A couple weeks ago on a car trip back from New York my husband and I were listening to a Hidden Brain episode on unconscious bias. The episode was fantastic — per usual — and concluded, realistically, messily, that although training programs are being developed to teach people about unconscious bias, there’s not much evidence to support that simply knowing about your bias will change your behavior. Despite honest intentions, we’re probably closer to a placebo than a panacea.
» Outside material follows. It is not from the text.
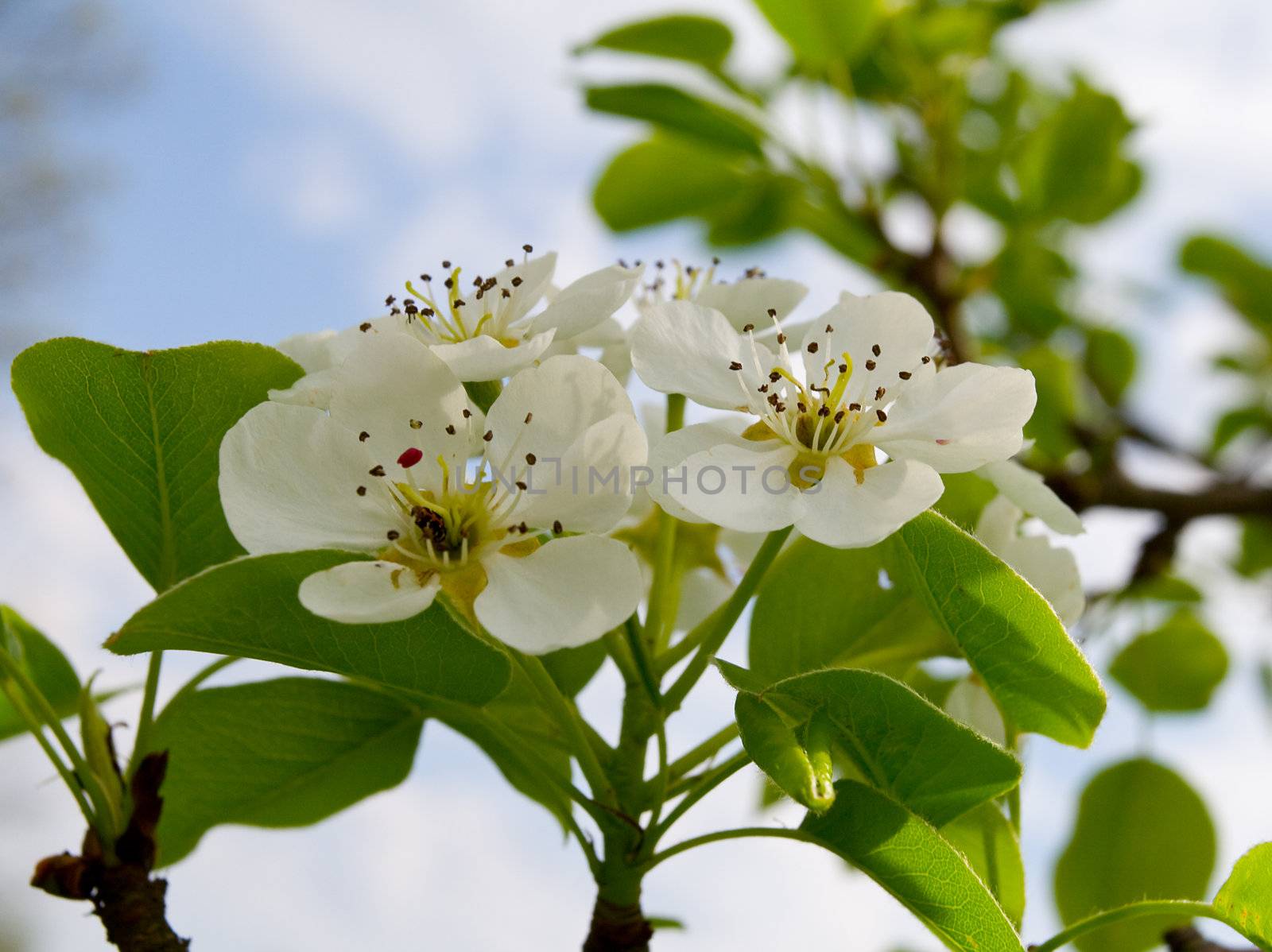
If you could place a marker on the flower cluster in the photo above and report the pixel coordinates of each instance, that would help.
(466, 447)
This is not an uncommon pattern. Decades of data on diversity training and sexual harassment training show that they too miss the mark on changing behavior. And the reason for this is as old as humanity: change is hard, and it takes work. Awareness of something is only step one. Step two, is applying that awareness to real, discrete interactions you have on a daily basis. This is where a whole new host of challenges arise, because this is the step that requires you to essentially relearn things you previously took for granted.
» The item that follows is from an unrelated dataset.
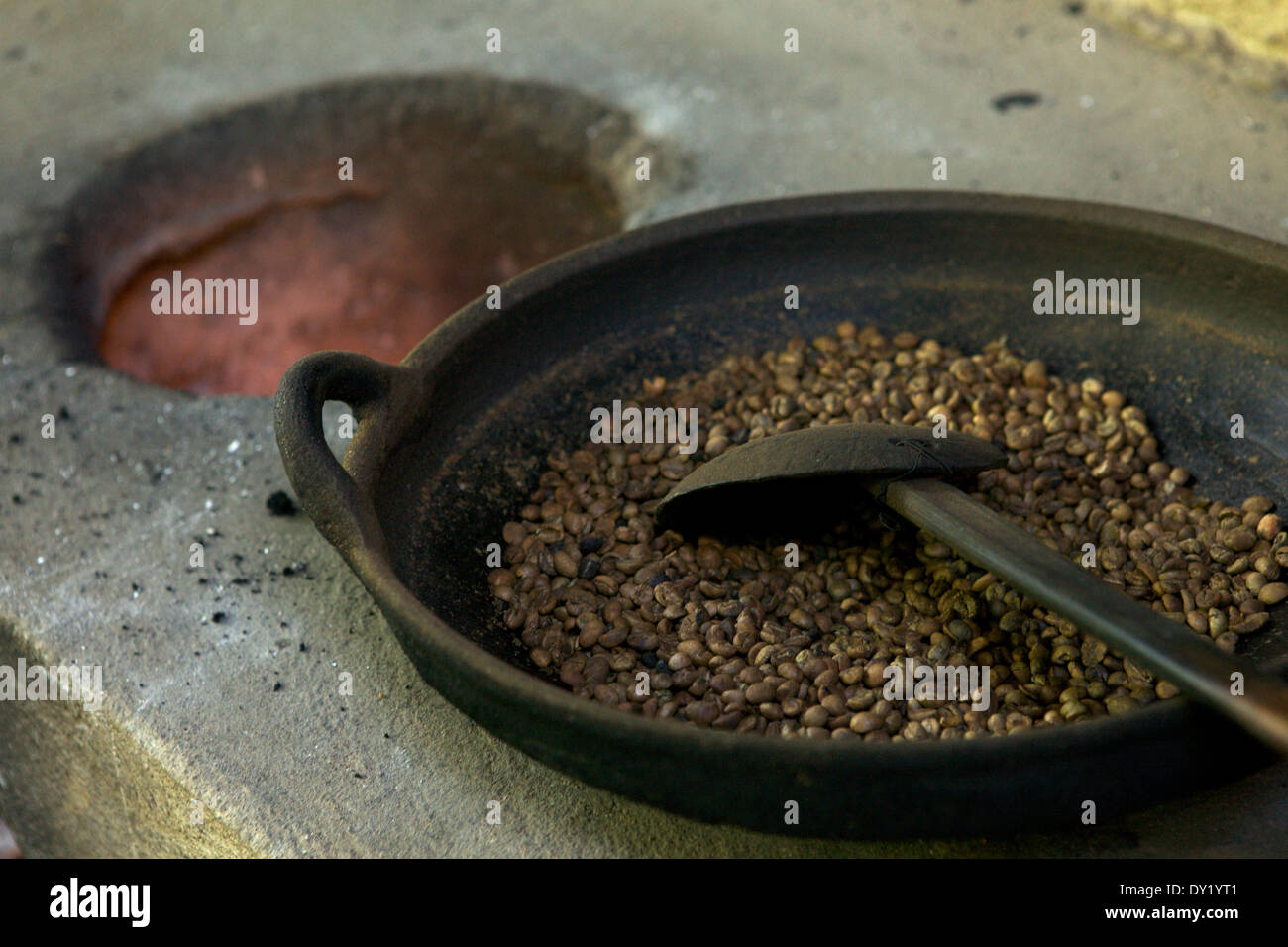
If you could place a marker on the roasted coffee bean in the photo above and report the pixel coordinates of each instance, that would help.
(734, 638)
Take, for example, giving performance reviews at work. As Paola Cecchi-Demiglio writes in the Harvard Business Review:
[Gender] biases can lead to double standards, in that a situation can get a positive or a negative spin, depending on gender. In one review I read, the manager noted, “Heidi seems to shrink when she’s around others, and especially around clients, she needs to be more self-confident.” But a similar problem — confidence in working with clients — was given a positive spin when a man was struggling with it: “Jim needs to develop his natural ability to work with people.”
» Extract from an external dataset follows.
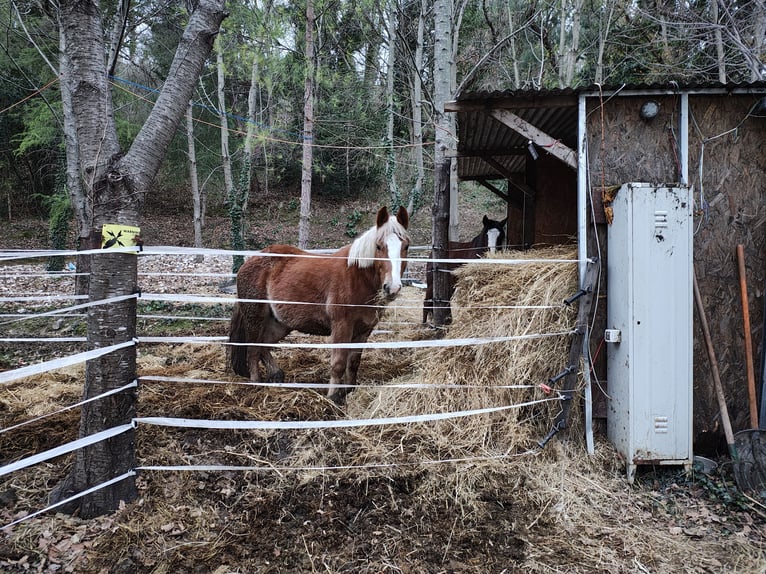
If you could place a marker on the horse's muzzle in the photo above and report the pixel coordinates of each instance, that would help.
(392, 290)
If you were the supervisor in the above example, what would you do? Being confronted with your own bias might motivate you to change, or not. Changing an individual’s subtle expressions of bias requires not only an acceptance on their part of the existence of unconscious bias, but also the unsettling reality that they themselves may have been harmful in the course of trying to be helpful. And even if this hurdle is cleared, it might not significantly change a workplace.
But it isn’t hopeless. When there’s a training focus on behavioral change beyond attitudinal change, it makes a real difference. It’s hard, inevitably full of missteps, and entirely worth it. It’s great to feel like we’re all becoming more aware of our own blindspots. But awareness is not an end. It’s just the beginning.